I/O and runtime functions are implemented in C and linked:

runtime.py
# Declare external C function: void _print_int(int x)
_print_int = Function(mod,
    FunctionType(void_type, [int_type]),
    name='_print_int')

def emit_PRINTI(self):
    self.builder.call(_print_int, [self.pop()])

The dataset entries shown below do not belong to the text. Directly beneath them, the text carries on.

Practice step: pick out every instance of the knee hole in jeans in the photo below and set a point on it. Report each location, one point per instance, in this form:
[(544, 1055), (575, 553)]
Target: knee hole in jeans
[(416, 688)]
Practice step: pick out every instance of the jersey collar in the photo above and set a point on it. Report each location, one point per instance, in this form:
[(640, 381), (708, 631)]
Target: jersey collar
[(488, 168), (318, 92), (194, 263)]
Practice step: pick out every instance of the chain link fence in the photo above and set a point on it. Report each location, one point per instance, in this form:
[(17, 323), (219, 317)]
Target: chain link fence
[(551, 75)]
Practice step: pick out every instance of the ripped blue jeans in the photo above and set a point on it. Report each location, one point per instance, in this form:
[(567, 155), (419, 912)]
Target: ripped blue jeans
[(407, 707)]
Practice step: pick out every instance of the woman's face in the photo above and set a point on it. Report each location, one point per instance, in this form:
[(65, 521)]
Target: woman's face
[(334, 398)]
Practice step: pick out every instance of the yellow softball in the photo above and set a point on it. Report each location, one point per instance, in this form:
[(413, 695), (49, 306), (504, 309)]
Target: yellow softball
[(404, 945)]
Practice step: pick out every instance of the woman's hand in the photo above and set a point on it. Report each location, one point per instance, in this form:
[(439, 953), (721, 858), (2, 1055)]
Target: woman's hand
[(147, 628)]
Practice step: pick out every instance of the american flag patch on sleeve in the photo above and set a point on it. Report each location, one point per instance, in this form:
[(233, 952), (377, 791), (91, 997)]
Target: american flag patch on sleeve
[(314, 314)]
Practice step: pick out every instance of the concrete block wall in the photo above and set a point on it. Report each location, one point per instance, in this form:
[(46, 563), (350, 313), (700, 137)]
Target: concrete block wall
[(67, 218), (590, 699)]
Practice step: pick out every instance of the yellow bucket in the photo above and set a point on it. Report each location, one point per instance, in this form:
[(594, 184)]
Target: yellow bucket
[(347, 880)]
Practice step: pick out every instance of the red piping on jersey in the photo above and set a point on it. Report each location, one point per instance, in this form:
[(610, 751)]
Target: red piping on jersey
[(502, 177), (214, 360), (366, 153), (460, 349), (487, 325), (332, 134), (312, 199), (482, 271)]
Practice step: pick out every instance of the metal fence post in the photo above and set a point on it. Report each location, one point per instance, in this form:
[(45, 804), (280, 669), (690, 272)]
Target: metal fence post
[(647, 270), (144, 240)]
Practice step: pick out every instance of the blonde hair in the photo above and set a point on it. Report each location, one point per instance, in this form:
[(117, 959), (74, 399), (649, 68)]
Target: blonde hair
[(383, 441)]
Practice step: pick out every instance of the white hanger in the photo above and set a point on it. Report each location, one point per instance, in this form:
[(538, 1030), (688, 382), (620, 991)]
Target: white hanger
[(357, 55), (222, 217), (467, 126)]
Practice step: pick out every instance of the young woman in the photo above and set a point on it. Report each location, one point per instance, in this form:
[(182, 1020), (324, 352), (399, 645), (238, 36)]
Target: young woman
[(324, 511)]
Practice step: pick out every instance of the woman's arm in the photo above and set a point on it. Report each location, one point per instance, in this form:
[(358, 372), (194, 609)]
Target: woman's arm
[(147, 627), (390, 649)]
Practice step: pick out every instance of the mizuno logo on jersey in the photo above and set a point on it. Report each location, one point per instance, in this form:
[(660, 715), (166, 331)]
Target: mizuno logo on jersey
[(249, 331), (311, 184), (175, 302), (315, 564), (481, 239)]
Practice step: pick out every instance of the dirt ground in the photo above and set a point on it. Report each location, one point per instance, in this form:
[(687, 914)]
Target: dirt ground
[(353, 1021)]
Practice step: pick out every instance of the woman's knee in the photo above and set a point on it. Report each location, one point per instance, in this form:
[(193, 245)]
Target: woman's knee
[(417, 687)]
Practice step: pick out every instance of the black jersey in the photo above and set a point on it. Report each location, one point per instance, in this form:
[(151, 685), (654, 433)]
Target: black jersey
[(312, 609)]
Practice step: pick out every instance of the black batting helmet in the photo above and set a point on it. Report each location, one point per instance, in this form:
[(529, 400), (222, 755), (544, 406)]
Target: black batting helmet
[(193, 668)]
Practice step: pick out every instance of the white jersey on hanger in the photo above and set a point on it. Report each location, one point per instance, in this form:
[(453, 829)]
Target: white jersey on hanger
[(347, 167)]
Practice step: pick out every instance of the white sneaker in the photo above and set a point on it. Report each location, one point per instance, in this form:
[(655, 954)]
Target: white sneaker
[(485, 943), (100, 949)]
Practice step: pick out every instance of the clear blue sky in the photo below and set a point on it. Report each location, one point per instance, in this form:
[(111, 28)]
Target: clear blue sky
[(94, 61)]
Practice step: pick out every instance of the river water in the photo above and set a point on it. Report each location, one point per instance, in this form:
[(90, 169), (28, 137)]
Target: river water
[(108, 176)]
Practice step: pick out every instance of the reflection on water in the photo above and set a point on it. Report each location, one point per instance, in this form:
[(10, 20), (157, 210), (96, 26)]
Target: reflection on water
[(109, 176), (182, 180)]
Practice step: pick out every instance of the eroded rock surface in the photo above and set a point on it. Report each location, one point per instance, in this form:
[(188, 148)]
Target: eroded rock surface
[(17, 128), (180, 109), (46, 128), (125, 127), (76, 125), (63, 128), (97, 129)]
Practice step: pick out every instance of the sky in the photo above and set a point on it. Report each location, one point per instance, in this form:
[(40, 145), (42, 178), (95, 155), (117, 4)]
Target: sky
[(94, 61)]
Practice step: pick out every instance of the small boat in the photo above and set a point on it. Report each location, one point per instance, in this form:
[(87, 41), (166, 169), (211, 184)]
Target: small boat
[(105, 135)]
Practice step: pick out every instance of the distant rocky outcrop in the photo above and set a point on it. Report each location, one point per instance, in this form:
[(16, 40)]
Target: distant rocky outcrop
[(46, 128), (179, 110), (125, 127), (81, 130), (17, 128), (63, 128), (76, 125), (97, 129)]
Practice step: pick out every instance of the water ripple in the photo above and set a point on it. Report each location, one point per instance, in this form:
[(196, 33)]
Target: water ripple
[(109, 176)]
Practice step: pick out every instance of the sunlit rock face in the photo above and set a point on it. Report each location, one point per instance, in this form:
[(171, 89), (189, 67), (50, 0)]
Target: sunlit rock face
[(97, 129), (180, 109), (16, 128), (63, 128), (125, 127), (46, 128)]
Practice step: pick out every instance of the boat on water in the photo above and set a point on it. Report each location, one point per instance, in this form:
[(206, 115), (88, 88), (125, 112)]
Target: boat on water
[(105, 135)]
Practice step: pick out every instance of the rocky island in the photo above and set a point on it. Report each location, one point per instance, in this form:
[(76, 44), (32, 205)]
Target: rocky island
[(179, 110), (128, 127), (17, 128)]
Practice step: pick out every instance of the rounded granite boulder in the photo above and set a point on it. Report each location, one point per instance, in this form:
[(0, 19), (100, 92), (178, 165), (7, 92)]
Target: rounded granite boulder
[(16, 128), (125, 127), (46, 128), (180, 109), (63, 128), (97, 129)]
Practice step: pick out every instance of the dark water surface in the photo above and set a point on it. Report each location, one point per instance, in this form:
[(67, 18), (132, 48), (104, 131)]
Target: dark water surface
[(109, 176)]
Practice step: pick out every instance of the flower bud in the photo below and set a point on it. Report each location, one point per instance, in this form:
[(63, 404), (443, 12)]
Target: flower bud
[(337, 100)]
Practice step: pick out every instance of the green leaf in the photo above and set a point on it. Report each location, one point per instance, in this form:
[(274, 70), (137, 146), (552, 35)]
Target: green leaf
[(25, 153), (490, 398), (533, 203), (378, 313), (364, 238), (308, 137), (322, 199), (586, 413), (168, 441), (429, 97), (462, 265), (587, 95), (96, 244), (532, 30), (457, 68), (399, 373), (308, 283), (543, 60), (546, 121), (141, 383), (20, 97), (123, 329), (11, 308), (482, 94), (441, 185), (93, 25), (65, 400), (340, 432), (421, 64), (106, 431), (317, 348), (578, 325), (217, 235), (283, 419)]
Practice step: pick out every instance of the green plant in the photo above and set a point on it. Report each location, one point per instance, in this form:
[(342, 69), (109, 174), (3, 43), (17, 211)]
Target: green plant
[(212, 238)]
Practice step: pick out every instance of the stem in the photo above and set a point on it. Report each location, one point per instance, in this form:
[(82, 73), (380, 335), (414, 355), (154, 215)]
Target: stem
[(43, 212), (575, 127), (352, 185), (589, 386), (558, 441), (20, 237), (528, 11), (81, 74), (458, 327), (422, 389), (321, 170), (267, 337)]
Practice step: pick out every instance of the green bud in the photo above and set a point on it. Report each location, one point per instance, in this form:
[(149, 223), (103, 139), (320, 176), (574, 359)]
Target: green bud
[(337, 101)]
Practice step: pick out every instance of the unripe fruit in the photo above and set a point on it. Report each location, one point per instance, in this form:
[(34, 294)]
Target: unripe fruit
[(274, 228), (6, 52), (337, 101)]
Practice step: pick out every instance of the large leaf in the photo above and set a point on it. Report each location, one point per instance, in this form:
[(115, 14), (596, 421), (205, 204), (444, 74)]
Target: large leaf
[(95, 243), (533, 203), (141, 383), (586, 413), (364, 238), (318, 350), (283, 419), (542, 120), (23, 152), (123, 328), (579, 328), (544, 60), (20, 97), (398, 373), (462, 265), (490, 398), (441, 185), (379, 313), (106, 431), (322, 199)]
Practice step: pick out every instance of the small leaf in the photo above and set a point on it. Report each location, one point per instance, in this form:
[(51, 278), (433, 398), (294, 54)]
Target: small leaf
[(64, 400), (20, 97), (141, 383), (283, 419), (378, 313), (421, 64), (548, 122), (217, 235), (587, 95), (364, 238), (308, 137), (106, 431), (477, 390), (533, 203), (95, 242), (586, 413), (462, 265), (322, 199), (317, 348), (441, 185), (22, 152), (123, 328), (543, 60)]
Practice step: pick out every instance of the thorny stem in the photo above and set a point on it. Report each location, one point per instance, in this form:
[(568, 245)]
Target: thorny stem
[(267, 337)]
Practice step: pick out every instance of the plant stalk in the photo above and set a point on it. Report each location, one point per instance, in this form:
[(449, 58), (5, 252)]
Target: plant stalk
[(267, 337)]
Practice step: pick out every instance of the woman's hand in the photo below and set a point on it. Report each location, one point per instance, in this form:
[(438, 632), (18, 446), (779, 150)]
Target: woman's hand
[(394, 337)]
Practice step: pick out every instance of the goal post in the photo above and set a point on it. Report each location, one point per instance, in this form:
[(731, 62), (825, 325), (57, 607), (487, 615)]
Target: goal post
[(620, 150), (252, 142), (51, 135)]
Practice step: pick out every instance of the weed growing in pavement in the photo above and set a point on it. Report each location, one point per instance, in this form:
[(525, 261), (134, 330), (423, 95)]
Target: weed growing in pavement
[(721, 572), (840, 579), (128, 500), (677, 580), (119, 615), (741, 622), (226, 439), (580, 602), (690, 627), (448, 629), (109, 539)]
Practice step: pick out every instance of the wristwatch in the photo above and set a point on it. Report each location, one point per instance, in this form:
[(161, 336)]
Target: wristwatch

def emit_CALL(self, name):
    func = self.globals[name]
    # Pop args in reverse order
    args = [self.pop() for _ in range(len(func.args))][::-1]
    result = self.builder.call(func, args)
    self.push(result)
Every Block Must Terminate

LLVM requires every basic block to end with a terminator instruction (ret, br, or cbranch). Forgetting this causes cryptic errors. Also, you cannot add instructions after a terminator—they're unreachable.

Compiler Phases

Multi-Phase Architecture

Nine project phases building a complete compiler pipeline.

📝

1. Lexical Analysis

Tokenization using SLY framework. Recognizes keywords, identifiers, literals (int, float, char with escape codes), operators, and handles comments. Tracks line numbers for error reporting.

🌳

2. Syntax Parsing

LALR(1) parser generating typed Abstract Syntax Trees. Enforces operator precedence, associativity, and non-associativity for relational operators.

3. Type Checking

Semantic validation with two-level symbol tables (global/local). Type compatibility, undefined reference detection, function signature validation.

⚙️

4. IR Generation

Stack-based intermediate representation with typed opcodes. Target-independent code enabling multiple backends.

▶️

5. Interpreter

Direct IR execution for rapid development. Stack-based VM with simulated memory, call frames, and control flow.

🔧

6-7. LLVM Backend

Native code via llvmlite. SSA form, basic blocks, comparison with zero-extension, C runtime integration.

🌐

8. WebAssembly

Direct binary .wasm encoding. LEB128, module sections, type signatures, JavaScript FFI.